Starring: Michael Fassbender, Katherine Waterston, Billy Crudup, Danny McBride, Demian Bichir Director: Ridley Scott

IN space, nobody has seen an “Alien” movie: they have no idea what happens next. Down on Earth, however, we’re on the sixth: and it’s all too familiar. Directed — like its immediate prequel “Prometheus” and the original “Alien” — by Ridley Scott, “Covenant” raids its own trope cupboard, recycling plot points like the exhausted air in a ship that’s spent too long in deep space.

Shot entirely in Australia and New Zealand, and mostly on Fox soundstages, “Covenant” expends a great deal of its creative energies on star Michael Fassbender, playing dual roles. He’s David, the synth who featured in “Prometheus,” and also David’s “brother” Walter, a later-generation model on board the Covenant ship which is taking 2,000 pilgrims to settle in a new outpost on the far side of the galaxy a decade after the events of the last film.

“Covenant” starts with a prologue featuring David in conversation with his creator/father Peter Weyland (Guy Pearce).
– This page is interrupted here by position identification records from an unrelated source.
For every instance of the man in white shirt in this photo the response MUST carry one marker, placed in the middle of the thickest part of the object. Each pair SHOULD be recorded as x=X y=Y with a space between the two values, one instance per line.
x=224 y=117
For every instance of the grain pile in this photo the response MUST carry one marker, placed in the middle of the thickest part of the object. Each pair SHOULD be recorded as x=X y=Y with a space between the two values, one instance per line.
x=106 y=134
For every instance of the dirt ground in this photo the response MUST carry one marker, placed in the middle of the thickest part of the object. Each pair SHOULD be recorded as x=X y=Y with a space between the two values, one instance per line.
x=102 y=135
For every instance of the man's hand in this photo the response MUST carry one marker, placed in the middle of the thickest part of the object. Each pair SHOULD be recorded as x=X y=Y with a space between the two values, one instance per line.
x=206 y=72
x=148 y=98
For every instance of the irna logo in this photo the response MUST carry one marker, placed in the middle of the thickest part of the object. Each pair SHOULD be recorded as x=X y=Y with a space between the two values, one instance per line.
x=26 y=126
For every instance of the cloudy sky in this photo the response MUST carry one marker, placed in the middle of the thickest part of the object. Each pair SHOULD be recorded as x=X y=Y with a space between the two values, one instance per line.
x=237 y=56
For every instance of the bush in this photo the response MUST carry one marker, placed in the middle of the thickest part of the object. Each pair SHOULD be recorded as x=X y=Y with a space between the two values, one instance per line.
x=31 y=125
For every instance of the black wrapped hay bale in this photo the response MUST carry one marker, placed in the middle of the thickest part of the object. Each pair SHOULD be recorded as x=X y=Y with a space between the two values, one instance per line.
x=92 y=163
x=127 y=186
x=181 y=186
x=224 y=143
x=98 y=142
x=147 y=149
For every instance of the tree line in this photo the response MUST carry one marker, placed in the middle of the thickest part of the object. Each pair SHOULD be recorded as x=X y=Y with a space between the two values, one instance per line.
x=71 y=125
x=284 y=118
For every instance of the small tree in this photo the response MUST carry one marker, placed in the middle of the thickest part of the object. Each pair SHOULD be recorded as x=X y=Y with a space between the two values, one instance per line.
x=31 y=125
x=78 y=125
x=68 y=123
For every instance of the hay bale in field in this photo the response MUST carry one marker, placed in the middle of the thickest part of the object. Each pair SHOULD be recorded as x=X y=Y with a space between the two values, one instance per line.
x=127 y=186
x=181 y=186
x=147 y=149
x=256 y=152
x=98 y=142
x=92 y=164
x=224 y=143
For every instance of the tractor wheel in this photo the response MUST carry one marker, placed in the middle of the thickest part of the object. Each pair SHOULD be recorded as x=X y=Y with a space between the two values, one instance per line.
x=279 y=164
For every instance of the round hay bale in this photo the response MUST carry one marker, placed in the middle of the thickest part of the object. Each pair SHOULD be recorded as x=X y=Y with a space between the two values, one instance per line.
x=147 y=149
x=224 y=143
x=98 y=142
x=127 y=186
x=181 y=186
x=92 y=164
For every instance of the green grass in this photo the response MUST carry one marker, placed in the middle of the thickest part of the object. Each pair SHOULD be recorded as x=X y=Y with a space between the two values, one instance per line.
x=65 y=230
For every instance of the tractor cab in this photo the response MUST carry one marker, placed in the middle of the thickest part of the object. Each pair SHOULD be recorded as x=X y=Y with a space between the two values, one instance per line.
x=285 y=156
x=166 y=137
John Logan and Dante Harper’s script then moves quickly to Walter, who is manning the Covenant ship when a fire forces the occupants to abruptly emerge from their stasis. While “Prometheus” may have divided “Alien” fans, Fassbender’s eerily-blank, Lawrence of Arabia-loving android was easily equal to the memory left by Ian Holm as the original synth. Thus Scott has doubled up: we see emotional David, and now Walter, who has been engineered into submissiveness.

So fascinated is “Covenant” by the potential of Fassbender in a dual role, that this plot point overshadows the rest of the cast, or, at least, its human members. The Covenant’s captain (played by James Franco in a brief video flashback) is immediately immolated inside his hypersleep chamber, leaving his religious second-in-command Oram (Billy Crudup) to take over the ship with his widow, Daniels (Katherine Waterston) as first officer. The rest of the crew are placeholders, future hosts for the predatory Xenomorphs we know will soon make an appearance. There’s a nod to a gay couple, but it barely registers.

Visuals, thanks to DoP Dariusz Wolski, are low-key but insistent — neon tubes, sterile rooms, industrial corridors, a stock-issue flightdeck — when the crew starts to receive phantom messages from a nearby, hitherto-uncharted planet which appears to be habitable. “Alien” franchise veterans should feel the same unease as feisty Daniels when Oram decides to divert the ship there.

But Oram persists, docking a smaller exploration vessel on this beautiful, but uninhabited planet, which boasts a ruined structure which keen-eyed viewers may recognize. He’s even happy for his wife (Carmen Ejogo) to take a botanical side-trip, but as viewers aren’t particularly invested in her character — or any other crew member on the Covenant — it’s just a matter of waiting for the Xenomorphs to rip her apart, something that’s signaled by her cheery “I’m going to stop here – pick me up on your way back!”

The hope for something more substantial to feed on lies with David/Walter, as Covenant proceeds to lay waste to the team in increasingly squelchy, nasty ways - nobody survives a Xenomorph infestation, after all. The surprises here come mainly through the inventiveness of the movie’s superb creature-effects team.

Production values are not ostensibly lavish given the size of this film, or the scope of “Prometheus.” Soundstage work involving the pro forma Xenomorph pods has a pea-soupy air, while the ship interiors are surprisingly generic.